One of the most talked about Big Data technologies is Hadoop, an open-source distributed data processing platform originally created for tasks such as compiling web search indexes. It's one of several so-called "NoSQL" technologies (others include CouchDB and MongoDB) that have emerged to organize web-scale data in novel ways.
Hadoop is capable of processing petabytes of data by assigning subsets of that data to hundreds or thousands of servers, each of which reports back its results to be collated by a master job scheduler. Hadoop can either be used to prepare data for analysis or as an analytic tool in its own right. Organizations that don't have thousands of spare servers to play with can also purchase on-demand access to Hadoop instances from cloud vendors such as Amazon.

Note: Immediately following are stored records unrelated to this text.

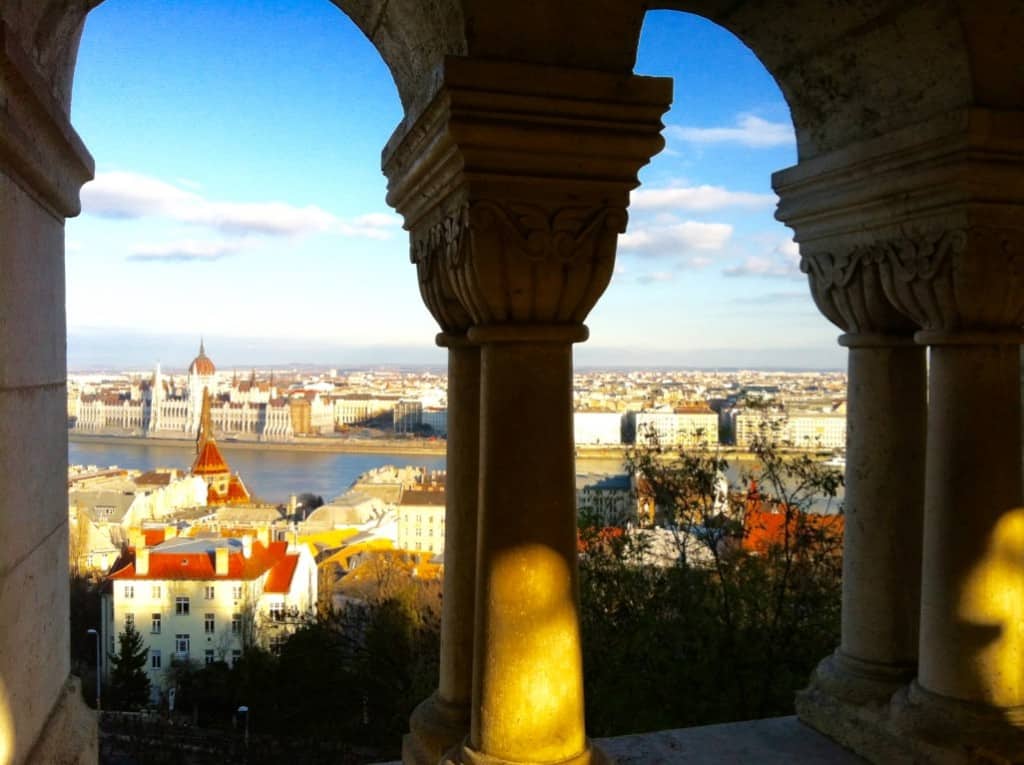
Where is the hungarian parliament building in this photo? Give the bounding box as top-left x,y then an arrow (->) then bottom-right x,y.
74,342 -> 295,440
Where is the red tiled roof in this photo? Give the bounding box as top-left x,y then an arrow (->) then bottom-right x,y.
109,541 -> 290,581
193,440 -> 229,475
142,528 -> 165,547
263,555 -> 299,594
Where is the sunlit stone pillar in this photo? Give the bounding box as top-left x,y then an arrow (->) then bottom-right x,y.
775,172 -> 927,725
775,110 -> 1024,762
0,9 -> 97,765
385,57 -> 671,765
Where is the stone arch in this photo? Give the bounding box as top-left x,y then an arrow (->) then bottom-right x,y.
651,0 -> 1024,161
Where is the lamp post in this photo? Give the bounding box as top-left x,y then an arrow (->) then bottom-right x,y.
86,630 -> 101,712
239,707 -> 249,754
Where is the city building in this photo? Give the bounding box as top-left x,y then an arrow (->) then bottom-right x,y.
101,530 -> 317,700
0,7 -> 1024,765
69,341 -> 292,440
396,483 -> 444,555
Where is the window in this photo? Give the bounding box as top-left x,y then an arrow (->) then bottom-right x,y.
270,635 -> 288,656
174,635 -> 191,658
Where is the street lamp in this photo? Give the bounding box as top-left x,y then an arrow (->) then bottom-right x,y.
239,707 -> 249,753
86,630 -> 100,712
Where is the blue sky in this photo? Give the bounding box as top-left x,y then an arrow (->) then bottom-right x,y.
68,0 -> 843,368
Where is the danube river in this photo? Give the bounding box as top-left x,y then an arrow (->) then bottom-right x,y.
68,441 -> 444,504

Nustad says HMS is exploring the use of NoSQL technologies, although not for its massive Medicare and Medicaid claims databases. These contain structured data and can be handled with traditional data warehousing techniques, and it makes little sense to depart from traditional relational database management when tackling problems for which relational technology is the tried and true solution, she says. However, Nustad can see Hadoop playing a role in fraud and waste analytics, perhaps analyzing records of patient visits that might be reported in a variety of formats.
Among the CIOs interviewed for this story, those who had practical experience with Hadoop, including Rotella and Shopzilla CIO Jody Mulkey, are at companies that provide data services as part of their business.

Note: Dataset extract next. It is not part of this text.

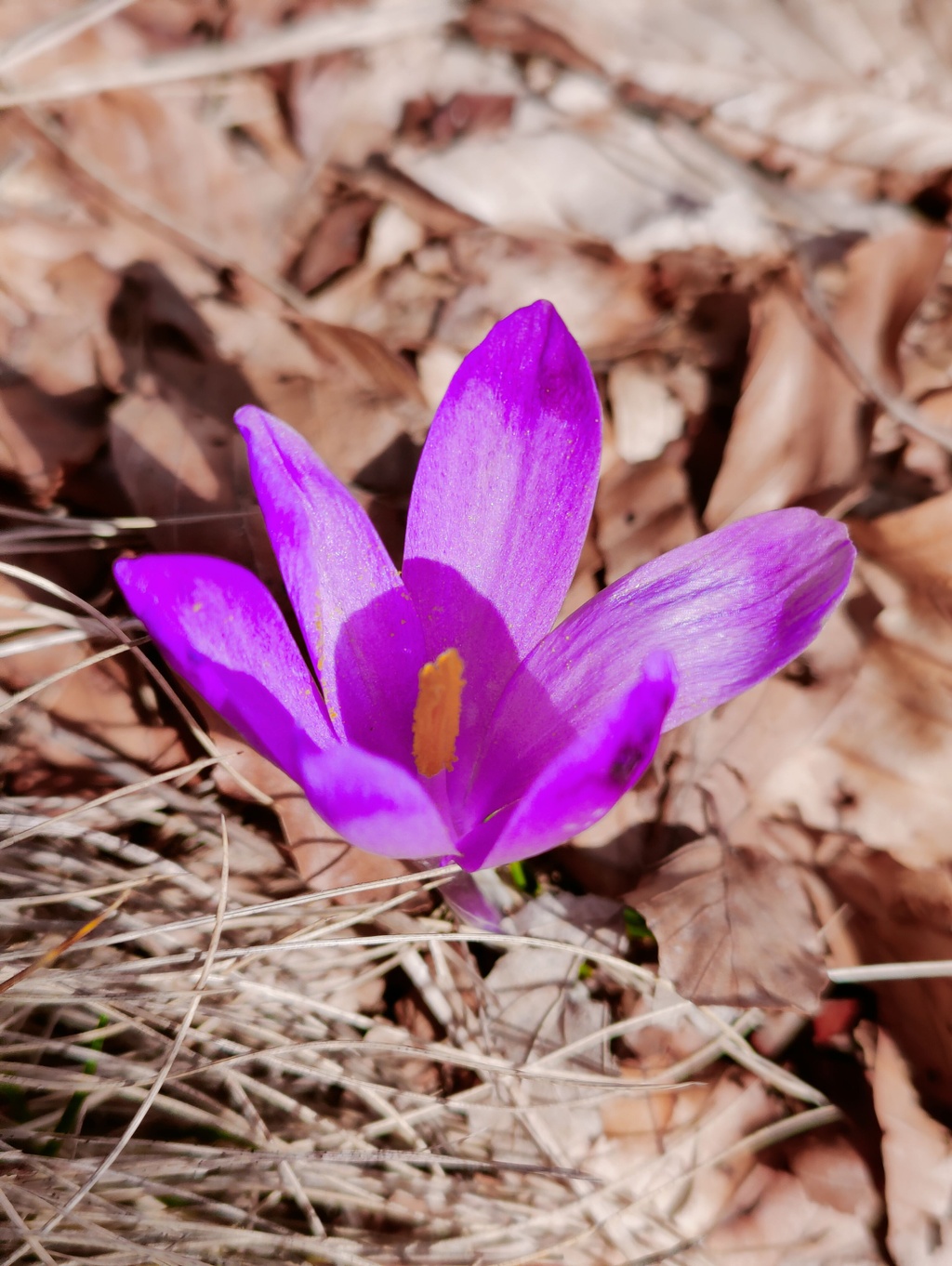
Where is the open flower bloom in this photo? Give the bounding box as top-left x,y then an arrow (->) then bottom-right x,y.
115,303 -> 853,871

"We're using Hadoop for what we used to use the data warehouse for," Mulkey says, and, more importantly, to pursue "really interesting analytics that we could never do before." For example, as a comparison shopping site, Shopzilla accumulates terabytes of data every day. "Before, we would have to sample data and partition data-it was so much work just to deal with the volume of data," he says. With Hadoop, Shopzilla is able to analyze the raw data and skip the in-between steps.

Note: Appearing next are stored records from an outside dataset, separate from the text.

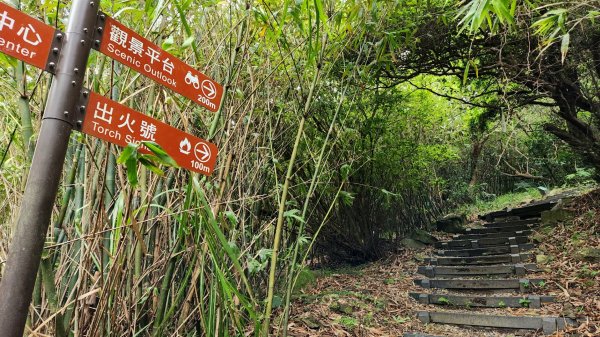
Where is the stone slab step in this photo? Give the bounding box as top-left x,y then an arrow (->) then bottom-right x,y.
417,311 -> 576,335
479,199 -> 559,222
483,218 -> 540,227
414,279 -> 545,293
435,236 -> 530,250
417,263 -> 538,278
425,253 -> 533,266
465,225 -> 531,234
409,293 -> 554,309
436,243 -> 534,257
454,229 -> 533,240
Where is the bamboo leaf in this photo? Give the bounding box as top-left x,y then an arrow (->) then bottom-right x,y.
560,33 -> 571,63
117,143 -> 138,164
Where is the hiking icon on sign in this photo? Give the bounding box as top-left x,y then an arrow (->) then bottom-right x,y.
185,71 -> 200,89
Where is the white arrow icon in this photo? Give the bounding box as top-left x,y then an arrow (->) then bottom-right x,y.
194,142 -> 211,163
202,80 -> 217,99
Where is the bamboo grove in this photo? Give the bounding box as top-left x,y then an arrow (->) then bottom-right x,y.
0,0 -> 592,337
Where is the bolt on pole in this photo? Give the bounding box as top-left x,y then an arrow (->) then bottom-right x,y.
0,0 -> 99,337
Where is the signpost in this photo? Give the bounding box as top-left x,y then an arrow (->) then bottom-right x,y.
97,14 -> 223,111
0,0 -> 223,337
81,92 -> 218,175
0,2 -> 59,69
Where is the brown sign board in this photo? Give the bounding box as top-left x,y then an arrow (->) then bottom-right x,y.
98,14 -> 223,111
82,92 -> 218,175
0,1 -> 56,69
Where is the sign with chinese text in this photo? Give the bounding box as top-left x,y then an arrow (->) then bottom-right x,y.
82,92 -> 218,175
99,14 -> 223,111
0,2 -> 55,69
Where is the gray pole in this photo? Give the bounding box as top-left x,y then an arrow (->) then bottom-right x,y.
0,0 -> 99,337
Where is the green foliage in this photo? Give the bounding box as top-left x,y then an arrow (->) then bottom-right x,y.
339,316 -> 358,330
565,167 -> 596,185
519,298 -> 531,308
117,141 -> 178,187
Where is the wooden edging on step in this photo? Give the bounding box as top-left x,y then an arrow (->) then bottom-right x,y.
417,311 -> 576,334
414,279 -> 545,292
454,229 -> 533,240
434,236 -> 530,249
409,293 -> 554,309
425,253 -> 533,266
483,218 -> 540,228
436,243 -> 535,257
417,263 -> 538,278
465,225 -> 531,234
417,263 -> 539,278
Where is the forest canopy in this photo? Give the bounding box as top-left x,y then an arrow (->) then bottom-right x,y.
0,0 -> 600,336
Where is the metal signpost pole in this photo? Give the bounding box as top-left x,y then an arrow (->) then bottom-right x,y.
0,0 -> 99,337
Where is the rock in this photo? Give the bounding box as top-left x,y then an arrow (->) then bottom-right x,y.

Good Samaritan Hospital, a community hospital in Southwest Indiana, is at the other end of the spectrum. "We don't have what I would classify as Big Data," says CIO Chuck Christian. Nevertheless, regulatory requirements are causing him to store whole new categories of data such as electronic medical records in great quantities. Doubtless there is great potential to glean healthcare quality information from the data, he says, but that will probably happen through regional or national healthcare associations rather than his individual hospital. It's unlikely he'll invest in exotic new technologies himself.